Dusk allows Your Friendly Neighborhood Spider-Man to put its own spin on the idea of a “dark” version of Spider-Man, and showing how it clashes not just with who Peter Parker is, but also with the idea of him being a friendly neighborhood-welcoming superhero, as his new persona scares children. Funny enough, in Sony Pictures’ odd attempts to try to make a cinematic universe out of Spider-Man characters without using Spider-Man, they considered making a Dusk movie back in 2021 that never came to pass.
The Future Foundation
The final suit Norman Osborn makes Peter Parker, and the one that seemingly he will wear for most of the series, is a white and black costume inspired by his Future Foundation suit. Unlike the Prodigy, Hornet, and Dusk personas, The Future Foundation suit is not part of the Identity Crisis storyline. Instead, this suit was worn by Peter Parker in the comics after the death of Johnny Storm / The Human Torch from The Fantastic Four. The surviving members of The Fantastic Four rebranded and became The Future Foundation, a philanthropic organization dedicated to better-serving humanity’s future. Spider-Man joined the Future Foundation as a final request from Johnny Storm, who said in his will that he wanted Peter Parker to join The Fantastic Four.

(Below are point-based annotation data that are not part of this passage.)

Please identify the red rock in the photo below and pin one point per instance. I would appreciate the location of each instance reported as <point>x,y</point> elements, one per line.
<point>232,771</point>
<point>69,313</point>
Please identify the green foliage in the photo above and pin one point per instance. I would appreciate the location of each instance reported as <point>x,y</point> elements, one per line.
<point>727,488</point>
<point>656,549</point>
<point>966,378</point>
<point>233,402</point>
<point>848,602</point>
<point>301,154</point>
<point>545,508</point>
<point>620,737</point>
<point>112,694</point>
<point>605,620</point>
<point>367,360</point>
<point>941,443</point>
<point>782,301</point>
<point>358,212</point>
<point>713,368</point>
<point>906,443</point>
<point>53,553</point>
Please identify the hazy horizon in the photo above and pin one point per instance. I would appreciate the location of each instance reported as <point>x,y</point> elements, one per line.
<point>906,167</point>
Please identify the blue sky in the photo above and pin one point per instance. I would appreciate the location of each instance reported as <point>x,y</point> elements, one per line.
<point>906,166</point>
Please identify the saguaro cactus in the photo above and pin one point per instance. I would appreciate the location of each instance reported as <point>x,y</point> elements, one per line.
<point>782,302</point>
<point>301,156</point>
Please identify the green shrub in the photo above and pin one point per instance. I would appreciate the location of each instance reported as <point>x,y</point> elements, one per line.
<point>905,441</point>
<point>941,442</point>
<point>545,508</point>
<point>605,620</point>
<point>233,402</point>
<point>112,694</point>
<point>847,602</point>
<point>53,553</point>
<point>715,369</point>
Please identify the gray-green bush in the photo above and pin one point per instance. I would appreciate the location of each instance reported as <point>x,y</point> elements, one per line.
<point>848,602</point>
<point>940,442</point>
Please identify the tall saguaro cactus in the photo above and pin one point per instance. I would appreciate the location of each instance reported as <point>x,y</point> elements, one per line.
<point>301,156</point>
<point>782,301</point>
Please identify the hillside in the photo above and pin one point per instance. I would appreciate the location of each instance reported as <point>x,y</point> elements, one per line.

The Future Foundation suit was introduced in July 2010, and since then, the organization has gotten a lot of love in adaptation. The Spider-Man Future Foundation suit is a wearable costume in video games like Spider-Man: The Edge of Time, Fortnite, and both PlayStation Spider-Man and Spider-Man 2. The Future Foundation seems to be a big part of the upcoming MCU film The Fantastic Four: First Steps. While the suit in Your Friendly Neighborhood Spider-Man has no ties to the team and is an OsCorp creation, it is clear Marvel wants The Fantastic Four legacy front and center in 2025.
Classic Suit
As of this writing, the classic Spider-Man suit has not appeared in Your Friendly Neighborhood Spider-Man. Yet marketing material for the series has already featured it, meaning that at some point, Peter Parker will ditch the Future Foundation-inspired suit and go for the classic blue and red design that fans know and love. If Your Friendly Neighborhood Spider-Man follows the model of other Marvel shows like Daredevil Season 1, Ms. Marvel, and The Falcon and the Winter Soldier, Peter Parker will don this suit in the final episode of the season.
It will be interesting to see if this is another suit created by Norman Osborn or if one of the reasons Peter Parker ditches the white and black Future Foundation suit is because he later learns he can’t trust Norman Osborn and that he has more villainous intentions, possibly related to the Green Goblin persona in the comics. If that is the case, then the iconic Spider-Man suit could be homemade, as fans saw at the end of Spider-Man: No Way Home. The rounder logo on the chest certainly calls to mind the original design seen in Amazing Fantasy #15 by artist Steve Ditko, which matches the artistic style the series tries to emulate.